Consumers of rightwing media and the Food Babe Army also tend to believe that Snopes is a tool of whatever their perceived opposition is. This recent story from Snopes caused her followers to claim that the website was bought off by Starbucks. In their world, respected scientists like Neil deGrasse Tyson are tools of “Big Food,” just like Fox News pushes the idea that climate scientists are part of a big, evil plot by liberals to make our air cleaner.

I should point out that I think that eating right and exercise are very important. I believe that whenever possible, a company should list allergens and ingredients for the information and safety of their consumers. However, like Fox News, Vani Hari isn’t interested in the truth. Both Food Babe and Fox News claim to be on your side and trying to hold people accountable. The truth is that both are actually interested in keeping people afraid, tuned in and buying from their sponsors.

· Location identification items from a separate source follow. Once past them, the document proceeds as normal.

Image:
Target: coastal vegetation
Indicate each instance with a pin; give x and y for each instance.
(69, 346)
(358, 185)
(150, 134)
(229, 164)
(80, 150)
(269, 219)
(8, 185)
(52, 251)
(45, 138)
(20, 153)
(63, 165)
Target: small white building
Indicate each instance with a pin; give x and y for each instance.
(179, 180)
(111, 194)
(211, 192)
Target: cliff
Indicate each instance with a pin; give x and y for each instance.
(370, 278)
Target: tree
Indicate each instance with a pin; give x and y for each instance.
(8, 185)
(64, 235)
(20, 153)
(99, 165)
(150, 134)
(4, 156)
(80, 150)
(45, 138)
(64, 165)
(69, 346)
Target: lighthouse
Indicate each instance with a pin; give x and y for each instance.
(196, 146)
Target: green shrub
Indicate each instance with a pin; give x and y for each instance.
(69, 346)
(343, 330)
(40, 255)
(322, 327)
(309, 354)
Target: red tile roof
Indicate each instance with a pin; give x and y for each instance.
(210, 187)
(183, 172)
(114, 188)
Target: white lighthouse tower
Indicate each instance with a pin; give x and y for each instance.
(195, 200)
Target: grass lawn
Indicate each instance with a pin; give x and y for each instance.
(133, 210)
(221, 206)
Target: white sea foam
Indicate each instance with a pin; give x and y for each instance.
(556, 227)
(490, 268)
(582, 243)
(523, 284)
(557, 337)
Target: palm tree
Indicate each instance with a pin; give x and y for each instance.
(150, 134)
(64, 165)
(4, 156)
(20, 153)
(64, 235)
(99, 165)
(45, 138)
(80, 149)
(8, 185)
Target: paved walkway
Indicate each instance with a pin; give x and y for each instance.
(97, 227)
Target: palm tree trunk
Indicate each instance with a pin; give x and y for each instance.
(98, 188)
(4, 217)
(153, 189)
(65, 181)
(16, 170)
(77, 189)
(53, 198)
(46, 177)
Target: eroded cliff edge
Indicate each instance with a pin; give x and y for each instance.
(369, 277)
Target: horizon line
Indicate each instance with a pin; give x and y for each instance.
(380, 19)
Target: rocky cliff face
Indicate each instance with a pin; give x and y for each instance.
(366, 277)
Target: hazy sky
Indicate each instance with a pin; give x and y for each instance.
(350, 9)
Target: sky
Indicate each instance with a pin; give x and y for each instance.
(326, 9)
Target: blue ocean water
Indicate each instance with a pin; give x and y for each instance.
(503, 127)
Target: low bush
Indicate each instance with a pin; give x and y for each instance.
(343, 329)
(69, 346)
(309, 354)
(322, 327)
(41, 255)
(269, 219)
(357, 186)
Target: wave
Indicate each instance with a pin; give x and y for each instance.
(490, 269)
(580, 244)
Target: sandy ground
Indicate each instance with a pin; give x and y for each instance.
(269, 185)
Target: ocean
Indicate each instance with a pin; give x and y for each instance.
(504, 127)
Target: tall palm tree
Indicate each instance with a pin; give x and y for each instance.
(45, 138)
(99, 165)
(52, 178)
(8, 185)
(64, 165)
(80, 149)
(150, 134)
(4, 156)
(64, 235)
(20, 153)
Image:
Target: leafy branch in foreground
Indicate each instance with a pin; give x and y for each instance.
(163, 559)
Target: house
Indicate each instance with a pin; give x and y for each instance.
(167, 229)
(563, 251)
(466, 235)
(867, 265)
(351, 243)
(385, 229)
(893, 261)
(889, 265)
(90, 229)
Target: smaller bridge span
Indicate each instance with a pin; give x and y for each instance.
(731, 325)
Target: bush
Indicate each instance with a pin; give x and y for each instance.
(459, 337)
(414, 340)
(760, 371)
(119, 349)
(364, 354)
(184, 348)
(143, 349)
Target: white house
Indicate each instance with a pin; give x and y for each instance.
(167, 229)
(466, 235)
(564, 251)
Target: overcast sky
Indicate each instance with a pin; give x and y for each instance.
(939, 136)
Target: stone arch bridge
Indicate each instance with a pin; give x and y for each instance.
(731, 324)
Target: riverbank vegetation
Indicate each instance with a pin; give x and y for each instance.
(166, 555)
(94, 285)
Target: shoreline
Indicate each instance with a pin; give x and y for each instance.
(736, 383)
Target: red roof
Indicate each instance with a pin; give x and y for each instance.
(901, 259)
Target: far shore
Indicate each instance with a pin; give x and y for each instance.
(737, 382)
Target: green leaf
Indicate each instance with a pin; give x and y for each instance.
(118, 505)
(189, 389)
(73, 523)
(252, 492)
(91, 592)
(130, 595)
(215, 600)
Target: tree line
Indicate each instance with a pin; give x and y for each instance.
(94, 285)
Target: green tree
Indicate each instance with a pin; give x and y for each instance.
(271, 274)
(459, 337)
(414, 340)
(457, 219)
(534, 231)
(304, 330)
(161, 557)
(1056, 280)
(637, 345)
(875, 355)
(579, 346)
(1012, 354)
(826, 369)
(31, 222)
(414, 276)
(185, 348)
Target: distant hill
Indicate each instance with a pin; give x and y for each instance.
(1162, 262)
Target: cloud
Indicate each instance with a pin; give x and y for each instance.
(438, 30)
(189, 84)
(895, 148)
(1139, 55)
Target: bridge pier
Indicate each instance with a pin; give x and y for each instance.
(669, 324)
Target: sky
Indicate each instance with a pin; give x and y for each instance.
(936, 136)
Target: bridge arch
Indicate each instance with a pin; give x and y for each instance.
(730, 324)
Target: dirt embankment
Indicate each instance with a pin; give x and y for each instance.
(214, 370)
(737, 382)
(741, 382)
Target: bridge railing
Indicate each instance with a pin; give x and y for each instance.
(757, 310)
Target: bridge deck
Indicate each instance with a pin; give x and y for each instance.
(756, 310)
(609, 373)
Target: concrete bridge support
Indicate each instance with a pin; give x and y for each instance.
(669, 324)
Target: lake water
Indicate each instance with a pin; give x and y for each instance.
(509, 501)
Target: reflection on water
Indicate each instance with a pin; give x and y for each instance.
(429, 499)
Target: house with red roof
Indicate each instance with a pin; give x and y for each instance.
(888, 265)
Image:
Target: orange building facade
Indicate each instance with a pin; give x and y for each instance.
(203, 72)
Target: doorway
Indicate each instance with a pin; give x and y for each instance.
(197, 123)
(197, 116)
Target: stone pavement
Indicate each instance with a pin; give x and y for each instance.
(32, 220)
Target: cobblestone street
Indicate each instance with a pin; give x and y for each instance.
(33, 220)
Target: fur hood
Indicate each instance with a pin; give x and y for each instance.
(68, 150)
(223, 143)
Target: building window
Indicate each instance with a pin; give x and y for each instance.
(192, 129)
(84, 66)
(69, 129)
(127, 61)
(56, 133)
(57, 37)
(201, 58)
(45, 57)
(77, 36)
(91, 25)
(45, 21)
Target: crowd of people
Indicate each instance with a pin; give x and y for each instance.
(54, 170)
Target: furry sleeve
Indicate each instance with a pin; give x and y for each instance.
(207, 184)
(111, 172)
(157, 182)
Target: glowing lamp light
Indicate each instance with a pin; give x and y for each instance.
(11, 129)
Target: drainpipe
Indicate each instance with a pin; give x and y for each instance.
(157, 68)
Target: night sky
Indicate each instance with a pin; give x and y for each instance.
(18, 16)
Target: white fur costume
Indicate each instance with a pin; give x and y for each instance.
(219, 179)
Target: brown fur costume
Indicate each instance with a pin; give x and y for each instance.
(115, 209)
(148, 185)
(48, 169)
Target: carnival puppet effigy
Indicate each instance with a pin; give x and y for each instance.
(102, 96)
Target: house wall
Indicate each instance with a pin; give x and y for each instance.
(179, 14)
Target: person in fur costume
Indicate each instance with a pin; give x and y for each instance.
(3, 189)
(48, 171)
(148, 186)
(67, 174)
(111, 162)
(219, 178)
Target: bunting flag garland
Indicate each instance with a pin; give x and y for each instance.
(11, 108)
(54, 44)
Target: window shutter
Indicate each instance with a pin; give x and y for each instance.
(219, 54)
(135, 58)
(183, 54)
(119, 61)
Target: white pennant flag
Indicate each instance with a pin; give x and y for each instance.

Blogger Zach Bussey sums it up best:

“While I’m all for better foods, better labeling and better information, I am certainly against these food crusaders who rely on the same tactics that the media use to sell wars and other lies. Fear mongering, creative interpretation of the facts and relying on people’s office chair outrage is not the way to make a point…  We should be trying to build intelligence, not propagate the armchair activism.  We should advise people to eat things in moderation, instead of scaring them about everything in the aisles of our local grocer or coffee shop. And, without a doubt, we should stop the fear mongering/scare tactics. When you waste our outrage on a sugary treat (and then you’re found to be false), you hurt any movement where we SHOULD be scared/fearful/sharing the issue. But instead, failing that, we’re going to continue to live in a world where some of these food crusaders are more dangerous than the foods they are fighting against.” (Source)

Fear and bullshit sells – and both Food Babe and Fox News know this all too well.